In this webinar, Rex Biberston and our friend and founding partner of GrowthX, Max Menke, teamed up to discuss how to discover and define your swimlane, nail your niche, and stay in your lane. View the recording here:
Here are a few key takeaways:
- What is your “swimlane”?
Your swimlane is a set of criteria you can use to know whether or not a company is an ideal target to focus on. Have you clearly defined your swimlane? And no, this doesn’t include everyone who will still talk to you just because they could benefit from your product or service. “Everyone” is too broad and won’t close deals.
- Your ideal client profile
Your ideal client profile includes those who are ready to buy from you today. Don’t get distracted by the possibility that’s out there, but rather, who you can talk to right now. Don’t look for Mr. or Mrs. Right, but Mr. and Mrs. Right Now. The first step in building an ideal client profile is to identify all repeatable traits across your best clients. Examine where you can find the most amount of revenue (fastest sales) with the least amount of effort and objections. A common misconception is that an ICP is your industry, however, it’s actually a detailed persona of the individual(s) who wants your product or service and also shares your worldview.
- What happens when you leave your swimlane
As you may have heard, we reference our formula for sales a lot around here: Target + Message + Channel + Timing. Target is crucial because it determines the course of each step after it. Having the right target means being in the right swimlane and talking to the right persona at an ideal company who has a problem you can solve. So, leaving that swimlane can be detrimental because it wastes a lot of time, money, and activity going after those who could use your solution, but most likely won’t buy. Staying in your swimlane doesn’t mean you always have the best conversations. Rather, it’s about having the right conversations. Don’t waste your time on people who you have great conversations with, but ultimately won’t buy.

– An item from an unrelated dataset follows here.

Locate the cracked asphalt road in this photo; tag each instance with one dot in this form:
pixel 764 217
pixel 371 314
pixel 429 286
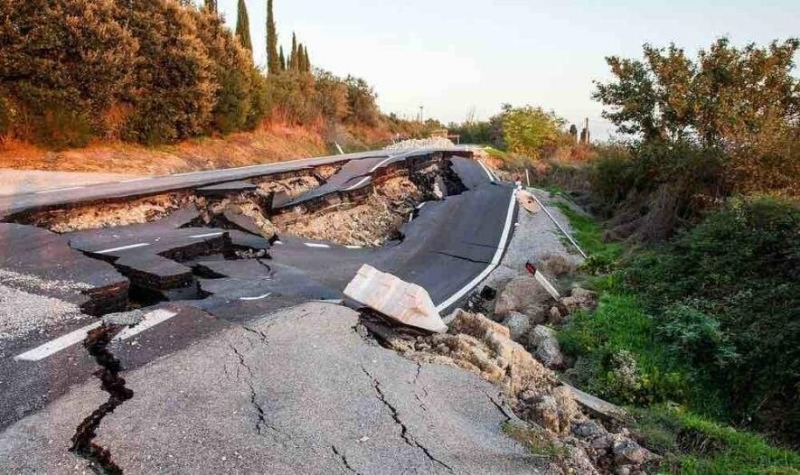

- When you should leave your swimlane
Unless you are closing deals constantly, your swimlane should have a lean infrastructure. You shouldn’t waste a lot of time and money on a website, decks, lists, etc. for a swimlane that isn’t going to end up working for you. Create multiple ICPs and be willing to quickly adapt. Constantly be innovating. Don’t buy huge lists that end up being filled with targets that are wrong for you (see our post about lists and inaccurate data here). Be intentional with what you test with each conversation. It’s not a failure to leave your current swimlane. If a swimlane and ICP is not working for you, it’s critical to leave it and try a new one. Don’t have a pipeline that’s either feast or famine. Be stable and willing to change.